Nope, for lots of reasons. There’s one reason why that hasn’t been mentioned. Companies can issue new stock.
Let’s say 5 people each own 100 shares each, and those 500 shares constitute 100% of the shares of the company. The 5 shareholders then pay a bank to come in and say how much those shares are worth. The bank says $1. So the company is worth $500 and each owner has a $100 chunk.
Then those 5 people all agree that the company will generate — and then sell — 100 more shares to whomever else wants them. They decide to use a popular public market to sell those shares so they can get a good price.
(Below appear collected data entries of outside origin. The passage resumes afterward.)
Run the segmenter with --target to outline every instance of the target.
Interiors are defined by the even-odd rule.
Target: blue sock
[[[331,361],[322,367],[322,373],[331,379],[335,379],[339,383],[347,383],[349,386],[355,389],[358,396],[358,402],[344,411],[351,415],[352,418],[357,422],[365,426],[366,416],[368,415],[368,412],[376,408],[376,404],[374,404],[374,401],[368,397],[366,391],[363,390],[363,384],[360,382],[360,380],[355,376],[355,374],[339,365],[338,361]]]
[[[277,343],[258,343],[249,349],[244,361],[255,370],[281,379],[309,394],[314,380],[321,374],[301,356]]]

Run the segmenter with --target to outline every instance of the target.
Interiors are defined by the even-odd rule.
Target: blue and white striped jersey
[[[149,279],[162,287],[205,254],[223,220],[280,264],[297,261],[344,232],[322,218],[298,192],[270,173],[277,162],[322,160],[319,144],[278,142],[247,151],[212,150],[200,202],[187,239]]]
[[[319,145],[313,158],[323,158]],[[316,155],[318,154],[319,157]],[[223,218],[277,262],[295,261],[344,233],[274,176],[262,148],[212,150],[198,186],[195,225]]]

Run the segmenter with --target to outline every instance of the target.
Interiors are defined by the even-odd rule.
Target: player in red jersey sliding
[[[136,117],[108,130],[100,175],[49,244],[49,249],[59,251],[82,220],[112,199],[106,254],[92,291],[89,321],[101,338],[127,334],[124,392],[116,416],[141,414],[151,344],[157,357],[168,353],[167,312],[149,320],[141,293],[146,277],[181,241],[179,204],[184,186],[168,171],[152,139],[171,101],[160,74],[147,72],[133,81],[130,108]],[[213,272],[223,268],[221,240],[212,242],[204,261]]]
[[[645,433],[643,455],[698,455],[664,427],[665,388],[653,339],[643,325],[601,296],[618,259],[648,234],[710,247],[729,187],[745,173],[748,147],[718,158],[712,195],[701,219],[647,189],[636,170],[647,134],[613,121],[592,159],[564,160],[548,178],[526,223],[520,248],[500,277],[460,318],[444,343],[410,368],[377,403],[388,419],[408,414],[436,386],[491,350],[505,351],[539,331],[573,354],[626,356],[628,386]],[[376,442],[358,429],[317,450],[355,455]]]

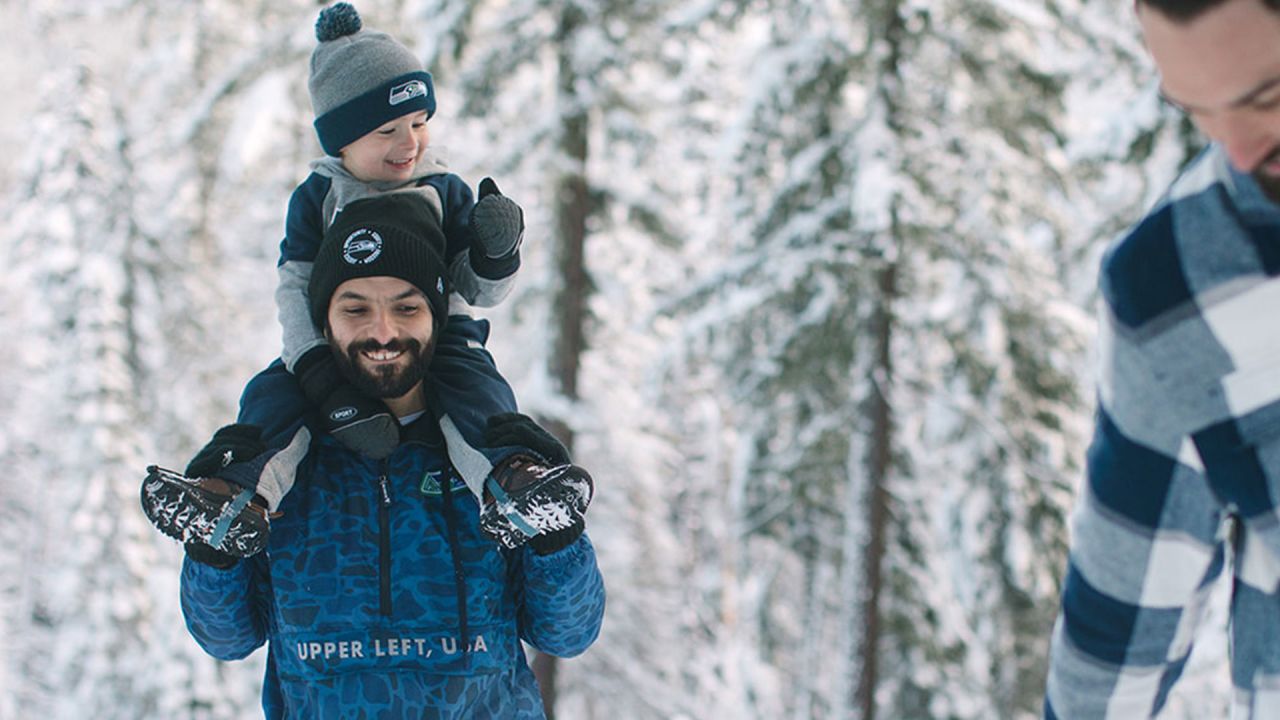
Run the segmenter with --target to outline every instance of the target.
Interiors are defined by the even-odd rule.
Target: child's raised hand
[[[524,211],[502,194],[493,178],[480,181],[476,204],[469,220],[474,238],[472,252],[491,260],[504,260],[520,251],[524,239]],[[474,257],[474,255],[473,255]]]

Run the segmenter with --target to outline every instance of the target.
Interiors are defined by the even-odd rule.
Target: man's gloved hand
[[[187,477],[213,477],[234,462],[252,460],[267,451],[262,442],[262,428],[246,423],[233,423],[218,428],[213,438],[187,463]]]
[[[270,536],[267,501],[257,494],[266,452],[257,425],[218,428],[181,475],[147,468],[142,512],[157,530],[182,542],[192,560],[231,567],[237,557],[261,552]]]
[[[476,204],[468,219],[476,246],[472,248],[490,260],[504,260],[520,251],[524,239],[524,211],[498,190],[493,178],[480,181]],[[472,255],[475,257],[475,255]]]
[[[303,353],[293,374],[302,392],[320,411],[322,430],[361,455],[381,460],[400,444],[400,422],[377,398],[342,377],[328,347]]]
[[[485,481],[480,528],[503,547],[528,542],[539,555],[568,546],[582,534],[595,485],[591,475],[569,464],[569,452],[551,433],[526,415],[489,418],[489,447],[519,446]]]

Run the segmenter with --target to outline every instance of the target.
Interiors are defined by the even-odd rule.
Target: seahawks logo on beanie
[[[342,259],[351,265],[367,265],[382,254],[382,236],[377,230],[360,228],[342,243]]]
[[[409,102],[416,97],[427,96],[427,84],[421,80],[410,80],[391,88],[391,95],[387,97],[388,105],[399,105],[403,102]]]

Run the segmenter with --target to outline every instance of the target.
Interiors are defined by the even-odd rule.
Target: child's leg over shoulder
[[[496,464],[511,451],[484,447],[485,424],[493,415],[515,412],[516,397],[485,348],[488,340],[488,320],[450,316],[436,340],[430,377],[437,414],[447,415],[467,444]]]
[[[431,359],[431,381],[441,410],[476,445],[490,415],[516,411],[515,393],[485,347],[488,341],[488,320],[453,315]]]
[[[245,386],[236,422],[262,428],[267,447],[279,449],[293,438],[309,408],[298,379],[277,358]]]

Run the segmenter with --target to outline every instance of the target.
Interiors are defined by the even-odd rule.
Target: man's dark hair
[[[1134,0],[1134,5],[1158,10],[1175,22],[1190,22],[1225,2],[1227,0]],[[1280,13],[1280,0],[1255,0],[1255,2],[1262,3],[1272,12]]]

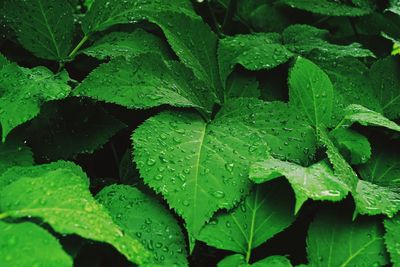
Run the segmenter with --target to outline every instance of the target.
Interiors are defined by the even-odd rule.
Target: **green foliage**
[[[1,266],[400,265],[398,0],[0,2]]]

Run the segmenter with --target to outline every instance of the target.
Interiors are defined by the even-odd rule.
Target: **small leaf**
[[[261,95],[259,84],[254,76],[234,73],[227,81],[226,98],[254,97]]]
[[[356,104],[349,105],[346,108],[345,116],[342,120],[342,126],[349,127],[355,122],[363,126],[385,127],[387,129],[400,132],[400,126],[395,122],[387,119],[378,112],[369,110]]]
[[[338,128],[330,134],[351,164],[365,163],[371,157],[371,145],[364,135],[348,128]]]
[[[389,8],[387,9],[397,15],[400,15],[400,1],[399,0],[389,0]]]
[[[71,49],[72,8],[65,0],[4,1],[4,15],[19,42],[34,55],[62,61]]]
[[[329,125],[332,116],[333,86],[323,70],[299,57],[290,70],[289,101],[309,123],[318,127]]]
[[[218,214],[204,226],[199,239],[209,246],[242,253],[248,260],[252,249],[290,226],[295,219],[293,204],[284,184],[257,185],[237,208]]]
[[[149,258],[141,243],[124,234],[94,200],[85,173],[71,162],[8,169],[0,188],[0,211],[6,216],[40,218],[58,233],[109,243],[138,264]]]
[[[22,141],[9,138],[6,143],[0,143],[0,175],[8,168],[31,166],[33,163],[32,152]]]
[[[373,12],[371,6],[354,6],[341,1],[330,0],[280,0],[292,8],[302,9],[316,14],[326,16],[349,16],[358,17],[368,15]]]
[[[2,140],[12,129],[34,118],[43,102],[68,96],[68,74],[54,75],[45,67],[25,69],[14,63],[0,69]]]
[[[218,262],[218,267],[292,267],[290,261],[284,256],[269,256],[253,264],[246,263],[243,255],[234,254]]]
[[[130,59],[149,52],[158,53],[167,59],[169,47],[162,39],[142,29],[130,33],[112,32],[81,51],[100,60],[119,56]]]
[[[193,112],[163,112],[132,136],[145,183],[185,219],[192,236],[216,210],[232,208],[249,191],[250,163],[266,158],[269,150],[308,162],[314,138],[286,104],[251,98],[228,102],[209,123]]]
[[[58,240],[31,222],[0,221],[0,265],[72,267],[71,257]]]
[[[376,61],[370,69],[375,95],[389,119],[400,118],[400,64],[397,58]]]
[[[391,219],[385,219],[383,224],[386,229],[385,244],[390,254],[390,261],[394,266],[400,265],[400,215],[396,215]]]
[[[257,184],[285,176],[296,195],[297,213],[307,199],[340,201],[349,192],[348,186],[336,177],[331,167],[321,161],[309,167],[270,158],[251,166],[249,177]]]
[[[108,186],[96,198],[125,234],[138,239],[152,252],[155,264],[188,266],[182,231],[155,198],[124,185]]]
[[[214,103],[210,91],[189,69],[176,61],[165,62],[157,54],[112,59],[92,71],[74,95],[137,109],[168,104],[211,113]]]
[[[339,209],[325,209],[311,223],[307,236],[311,266],[384,266],[388,263],[383,230],[377,218],[357,218]]]
[[[221,81],[225,81],[236,64],[248,70],[272,69],[287,62],[293,54],[277,33],[256,33],[226,37],[219,42],[218,61]]]

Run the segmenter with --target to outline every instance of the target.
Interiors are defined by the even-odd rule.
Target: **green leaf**
[[[32,152],[22,141],[9,138],[6,143],[0,143],[0,174],[10,167],[31,165]]]
[[[250,179],[257,184],[281,176],[288,179],[296,195],[296,213],[307,199],[340,201],[349,192],[348,186],[334,175],[333,170],[325,161],[302,167],[270,158],[253,164],[249,174]]]
[[[280,0],[279,3],[326,16],[358,17],[370,14],[373,9],[369,6],[359,7],[344,3],[346,1],[331,0]]]
[[[227,81],[226,98],[255,97],[261,95],[259,84],[254,76],[234,73]]]
[[[283,33],[283,42],[293,53],[308,54],[317,51],[326,57],[374,57],[374,54],[359,43],[349,45],[331,44],[326,41],[329,31],[309,25],[295,24]]]
[[[127,108],[168,104],[196,107],[207,113],[214,103],[208,88],[189,69],[176,61],[163,61],[157,54],[112,59],[92,71],[74,95]]]
[[[371,145],[364,135],[348,128],[338,128],[330,134],[351,164],[365,163],[371,157]]]
[[[345,109],[345,116],[338,126],[349,127],[355,122],[363,126],[385,127],[387,129],[400,132],[400,126],[395,122],[387,119],[378,112],[369,110],[356,104],[349,105]]]
[[[81,51],[101,60],[119,56],[130,59],[150,52],[165,58],[170,54],[168,45],[162,39],[140,28],[130,33],[112,32]]]
[[[149,258],[140,242],[124,234],[94,200],[88,178],[73,163],[11,168],[0,177],[0,188],[3,217],[40,218],[61,234],[109,243],[135,263]]]
[[[328,75],[311,61],[299,57],[289,74],[289,101],[314,127],[329,125],[333,86]]]
[[[99,105],[70,98],[45,104],[24,135],[37,158],[58,160],[93,153],[125,127]]]
[[[246,263],[243,255],[234,254],[218,262],[218,267],[291,267],[290,261],[284,256],[269,256],[253,264]]]
[[[400,15],[400,1],[399,0],[389,0],[389,8],[387,10]]]
[[[209,246],[246,255],[248,262],[252,249],[294,221],[294,203],[287,189],[279,181],[257,185],[237,208],[218,214],[204,226],[199,239]]]
[[[108,186],[96,198],[125,234],[140,240],[152,252],[155,264],[188,266],[182,231],[155,198],[124,185]]]
[[[400,215],[396,215],[391,219],[385,219],[383,224],[386,229],[385,244],[390,254],[390,261],[394,266],[400,265]]]
[[[376,61],[370,69],[371,82],[383,114],[400,118],[400,64],[395,57]]]
[[[74,18],[68,1],[4,1],[4,12],[24,48],[45,59],[62,61],[67,58],[74,33]]]
[[[71,257],[58,240],[31,222],[0,221],[0,265],[72,267]]]
[[[314,138],[286,104],[251,98],[228,102],[209,123],[193,112],[163,112],[132,136],[145,183],[163,195],[194,236],[216,210],[232,208],[249,191],[250,163],[266,158],[268,150],[308,162]]]
[[[311,223],[307,236],[311,266],[384,266],[383,230],[377,218],[351,220],[351,214],[325,209]]]
[[[219,71],[225,84],[236,64],[248,70],[272,69],[287,62],[293,54],[277,33],[236,35],[221,39],[218,47]]]
[[[0,69],[2,140],[12,129],[34,118],[43,102],[68,96],[66,72],[53,74],[45,67],[25,69],[14,63]]]

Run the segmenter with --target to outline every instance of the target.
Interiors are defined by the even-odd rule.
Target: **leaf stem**
[[[0,213],[0,220],[5,219],[8,217],[7,213]]]
[[[214,14],[213,10],[211,9],[210,3],[208,2],[208,0],[206,0],[204,2],[205,2],[205,6],[207,8],[207,12],[210,14],[211,22],[213,23],[213,26],[215,28],[215,31],[217,32],[217,35],[218,36],[222,36],[221,29],[220,29],[219,24],[217,22],[217,18],[215,17],[215,14]]]
[[[230,0],[225,12],[224,22],[222,23],[221,31],[225,33],[226,27],[231,22],[236,11],[237,0]]]
[[[72,52],[68,55],[68,57],[73,57],[75,56],[75,54],[78,52],[78,50],[82,47],[82,45],[84,43],[86,43],[86,41],[89,39],[89,35],[85,35],[83,36],[82,40],[78,43],[77,46],[75,46],[75,48],[72,50]]]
They “go public.”
Those shares are popular because lots of people think the company is worth more than $500. The new sharesbstart selling for a bit more thwn $1, then, as more are sold, $1.50. By the time the 100th new share is sold, the price is $2. At the end of the “offering” of these 100 shares, each original owner has a chunk worth $200, and most of the people who bought those 100 new shares also benefited from the rising prices (the people who bought for less than $2). Virtually everyone wins, as long as they don’t all turn around and try selling these suddenly-more-valuable shares at the same time.
It’s way more complicated than that, eg a bank needs to act as the seller of those 100 shares, there’s a lot of money spent and due diligence researched and drama that happens, but basically it’s not uncommon for everyone to win, and for a long ass time, too.